The Japanese Maples are starting to leaf out in the most delicate shapes, something I find utmost pleasure in. I am guessing that is why I have over 100 of them! I only saw 6 that did not survive which is better than I had originally thought after that horrid heat wave last year, and then the hard freeze early in the Winter. Both events were record breaking weather for this area, but most of my perennials seem to have survived.

Crazy Wind Storm

knocked out Comcast for the evening, so I plugged in Star Trek 2010 and painted some more on one of the mutant chickens. I like the way this one is coming along. . .

 

Spring is Sprunging!

Or at least trying to. This photo is actually from last year in early April, but I do not have time to post anything new, as I have my public to meet tonight! R and I are heading to a gathering of independent book publishers this evening, so the witch hair must be transformed into that of a princess.

WHERE IS MY FAIRY GODMOTHER?!

And how could she have let me get to this point?!

So the day will start with pulling out the farrier tools and working on thick old claws, picking dirt out from under nails, then on to detangling brushes to remove dead winter coat.
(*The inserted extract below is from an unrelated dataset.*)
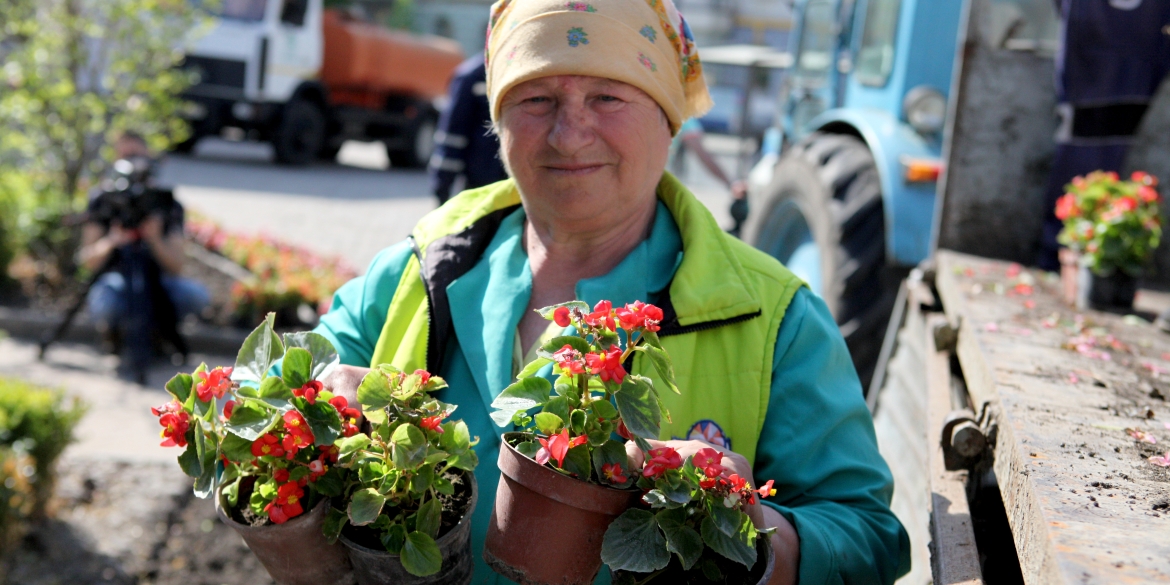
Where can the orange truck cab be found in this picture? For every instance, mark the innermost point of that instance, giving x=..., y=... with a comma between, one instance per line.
x=308, y=78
Probably should throw some dewormer in the food while I’m at it.

Then I need to take care of the animals. ; )

Pottering About

C said, on March 13, 2010 at 5:36 PM

Not “crazy”… I call it ECCENTRIC… ;o)
…and I grew up next to an eccentric old woman who spent a lot of time in her yard gardening and pottering about. I found it quite exciting to make friends with her when no one else would! Most of the time she would vigorously “shoo” the kids from anywhere near her house. But I would visit her back porch by myself and sometimes she would let me in… one time to watch her iron using 2 cast irons that she heated alternately on her gas stove. Fascinating! And she finally accepted me well enough that she brought me the most fabulous corn bread sticks when I was home sick from school (made with lard, no doubt). And once I even got her to let me and 2 friends in the front door to sit in the parlor for a little bit. We found the carpet with the cabbage roses absolutely thrilling!
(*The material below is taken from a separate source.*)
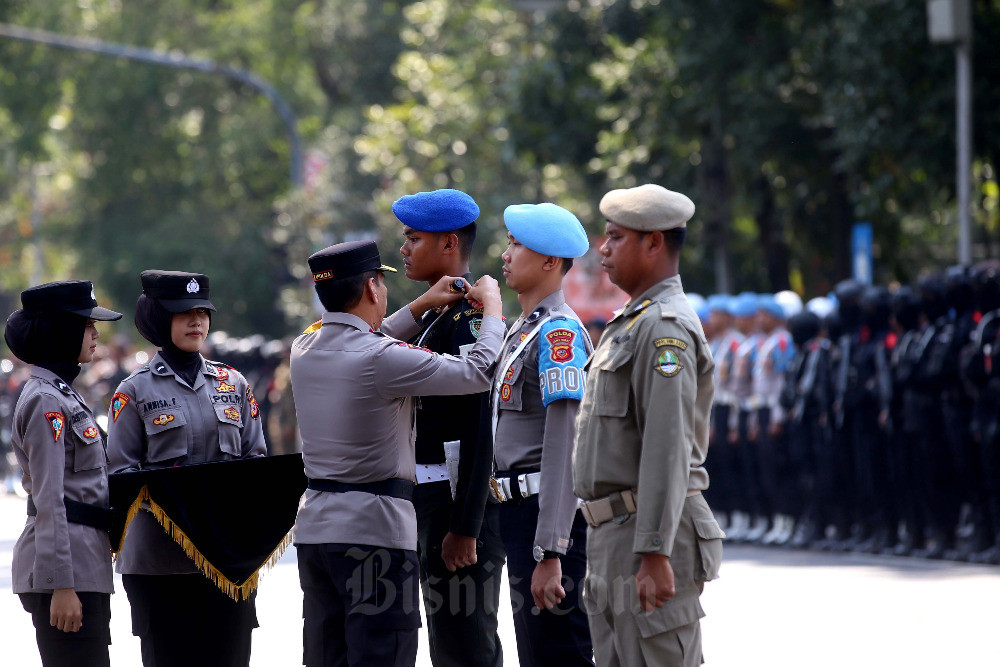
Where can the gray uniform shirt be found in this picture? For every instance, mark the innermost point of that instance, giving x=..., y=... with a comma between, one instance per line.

See, you have already and may again have the opportunity to make memories for the next generation! Carry on!

That is a wonderful story C! I was illustrating it in my head. R and I have a few books planned, but working on true stories about people who made a difference is intriguing to me. Flesh that one out a bit more, write as much as you can possibly remember. Describe every detail of how she looked, her home, and also exactly how you felt as a result of your special encounter.

You just made my day with that story. I love to watch children as they come here to pet the goats and bunnies. Every time I walk the goats, children pour out to meet me and try to pet the goats, who of course are not wild about the idea.

I also ponder the unfolding relationship with R, who I let onto my back porch and into my parlor with the cabbage rose carpet. Yep, actually have one! It is not easy being eccentric and allowing someone to live with you!

And now E is living here. When I drove out to pick him up, he was standing in the rain looking pretty beat down by life. A lost boy with no place to live is now happy, thriving, and working diligently on his wonderful creative project. He seems to enjoy my eccentricity and looks at me with a bemused smile as I talk to the cats, or myself. ; )


Delawares are mean. . .

at least my Delaware was. Her name was Della. She lives on someone else’s farm now. When she was four days old she called me because there was a cat in the house. The other chicks just sat there. By one week she had made it completely clear that she was Queen of the Coop! As Della matured she developed a nasty habit of sneaking up on me and drawing blood. Della does not live here anymore. Did I mention that already?